All of the Tomes of Horror would be fantastic sources of monsters for Paizo. Great design, 100% open.
Green Ronin's Book of Fiends would also be a great source of demons, devils, and daemons. Well, maybe not demons -- that section was written by some Mona guy no one has ever heard of. I wonder whatever happened to him?
Green Ronin's Advanced Bestiary is a great source of nasty templates.
The Expeditious Retreat series of Monster Geographica books is a nice, no-frills selection of 3.5 monsters culled from all sorts of d20 products.
Lion's Den Press's The Iconic Bestiary -- Classics of Fantasy contains fantastic equivalents of signature closed content monsters. If you think you want a mind flayer, think phrenic scourge instead.
I know publishers are often very anxious about re-using good material for fear of customers crying that "I already own XX! Why did they have to waste 2 pages reprinting information if I already own XX!" And at a certain point, one could re-use material too much.
But for me, I would rather see some moderate re-use of existing, high quality material than a "new" rehash of a concept that's already done perfectly well. Don't recreate the wheel, especially when 30 different products have already tried.

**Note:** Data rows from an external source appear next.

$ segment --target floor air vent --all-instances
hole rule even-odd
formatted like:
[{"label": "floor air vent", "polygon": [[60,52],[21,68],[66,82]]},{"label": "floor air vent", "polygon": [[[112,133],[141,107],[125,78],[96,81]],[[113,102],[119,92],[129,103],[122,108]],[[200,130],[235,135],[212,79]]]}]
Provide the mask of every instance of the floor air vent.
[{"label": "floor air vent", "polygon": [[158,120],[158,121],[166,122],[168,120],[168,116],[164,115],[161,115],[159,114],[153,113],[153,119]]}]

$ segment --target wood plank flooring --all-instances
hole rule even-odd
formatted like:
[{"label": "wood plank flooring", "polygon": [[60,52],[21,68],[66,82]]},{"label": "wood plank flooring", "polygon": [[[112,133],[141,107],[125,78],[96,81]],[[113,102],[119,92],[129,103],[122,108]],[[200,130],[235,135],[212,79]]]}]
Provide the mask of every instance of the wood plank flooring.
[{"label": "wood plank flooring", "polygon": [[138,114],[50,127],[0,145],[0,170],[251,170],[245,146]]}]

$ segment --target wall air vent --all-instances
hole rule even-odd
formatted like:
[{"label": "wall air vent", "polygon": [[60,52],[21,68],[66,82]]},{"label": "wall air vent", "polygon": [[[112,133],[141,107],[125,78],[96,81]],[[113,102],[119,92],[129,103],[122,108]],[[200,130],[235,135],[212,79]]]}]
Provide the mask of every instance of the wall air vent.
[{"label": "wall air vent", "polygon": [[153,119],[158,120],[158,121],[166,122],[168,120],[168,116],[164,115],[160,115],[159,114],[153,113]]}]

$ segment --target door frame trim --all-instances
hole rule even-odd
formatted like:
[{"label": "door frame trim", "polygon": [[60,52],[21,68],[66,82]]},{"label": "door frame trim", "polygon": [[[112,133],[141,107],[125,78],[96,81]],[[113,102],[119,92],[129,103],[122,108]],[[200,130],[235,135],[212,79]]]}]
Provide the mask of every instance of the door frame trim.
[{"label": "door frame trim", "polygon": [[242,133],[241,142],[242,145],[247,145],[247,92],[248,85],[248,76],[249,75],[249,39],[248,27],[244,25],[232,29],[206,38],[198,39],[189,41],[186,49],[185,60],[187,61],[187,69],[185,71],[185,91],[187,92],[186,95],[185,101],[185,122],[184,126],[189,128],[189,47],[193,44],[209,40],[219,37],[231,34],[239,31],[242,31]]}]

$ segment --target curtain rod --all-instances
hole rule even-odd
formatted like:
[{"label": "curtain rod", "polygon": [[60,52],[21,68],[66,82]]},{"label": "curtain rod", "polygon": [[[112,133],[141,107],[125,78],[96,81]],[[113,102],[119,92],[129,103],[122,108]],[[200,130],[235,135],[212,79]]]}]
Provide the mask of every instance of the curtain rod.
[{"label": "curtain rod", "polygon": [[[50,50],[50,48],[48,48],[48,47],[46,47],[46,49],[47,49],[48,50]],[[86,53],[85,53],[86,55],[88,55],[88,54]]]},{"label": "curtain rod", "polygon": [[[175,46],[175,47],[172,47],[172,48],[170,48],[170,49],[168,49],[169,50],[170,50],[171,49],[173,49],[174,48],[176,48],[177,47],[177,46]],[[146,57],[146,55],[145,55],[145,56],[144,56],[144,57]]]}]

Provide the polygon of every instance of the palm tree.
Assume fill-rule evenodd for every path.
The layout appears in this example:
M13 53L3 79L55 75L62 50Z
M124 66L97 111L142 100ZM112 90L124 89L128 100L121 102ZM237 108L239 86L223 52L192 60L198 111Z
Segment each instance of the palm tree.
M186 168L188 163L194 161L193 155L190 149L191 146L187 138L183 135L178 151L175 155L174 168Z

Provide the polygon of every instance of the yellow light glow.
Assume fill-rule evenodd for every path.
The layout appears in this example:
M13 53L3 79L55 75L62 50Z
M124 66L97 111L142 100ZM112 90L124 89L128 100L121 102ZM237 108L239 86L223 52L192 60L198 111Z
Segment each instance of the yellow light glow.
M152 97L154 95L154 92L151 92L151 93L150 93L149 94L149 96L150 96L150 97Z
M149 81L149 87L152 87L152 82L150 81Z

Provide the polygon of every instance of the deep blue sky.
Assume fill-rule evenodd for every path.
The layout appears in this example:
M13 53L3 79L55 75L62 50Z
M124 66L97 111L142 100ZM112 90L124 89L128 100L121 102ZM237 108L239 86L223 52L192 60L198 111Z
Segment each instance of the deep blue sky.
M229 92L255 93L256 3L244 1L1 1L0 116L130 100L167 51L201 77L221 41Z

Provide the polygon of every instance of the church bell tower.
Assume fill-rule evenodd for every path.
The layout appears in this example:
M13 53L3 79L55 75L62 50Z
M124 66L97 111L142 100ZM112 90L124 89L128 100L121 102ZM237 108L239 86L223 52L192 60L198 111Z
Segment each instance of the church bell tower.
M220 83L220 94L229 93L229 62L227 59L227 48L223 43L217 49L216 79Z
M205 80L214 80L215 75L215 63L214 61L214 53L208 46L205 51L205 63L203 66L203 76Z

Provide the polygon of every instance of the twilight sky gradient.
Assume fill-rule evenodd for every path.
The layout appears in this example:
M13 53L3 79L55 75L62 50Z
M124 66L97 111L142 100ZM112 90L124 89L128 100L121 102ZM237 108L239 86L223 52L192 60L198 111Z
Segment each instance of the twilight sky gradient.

And for that matter, this extends to other OGC material than just monsters. If you're going to include a new spell, make sure that Malhavoc's Complete Book of Eldritch Might or Necromancer's Eldritch Sorcery don't already have a spell that fills the same niche. Don't give me a completely new spellcasting base class that could be simulated using the eldritch weaver from Green Ronin's Advanced Player's Manual.
I don't expect Paizo writers to research every d20 book ever published, but all of the books I've mentioned in this post have wide critical claim, a certain measure of popularity, and work within the core d20 fantasy system. They, and maybe a half-dozen more, should form any d20 writer's canon of OGC works.
I think many OGL publishers have really failed the customers by not building upon existing, quality material from other publishers. I really hope that Paizo is able to lead the way on this front.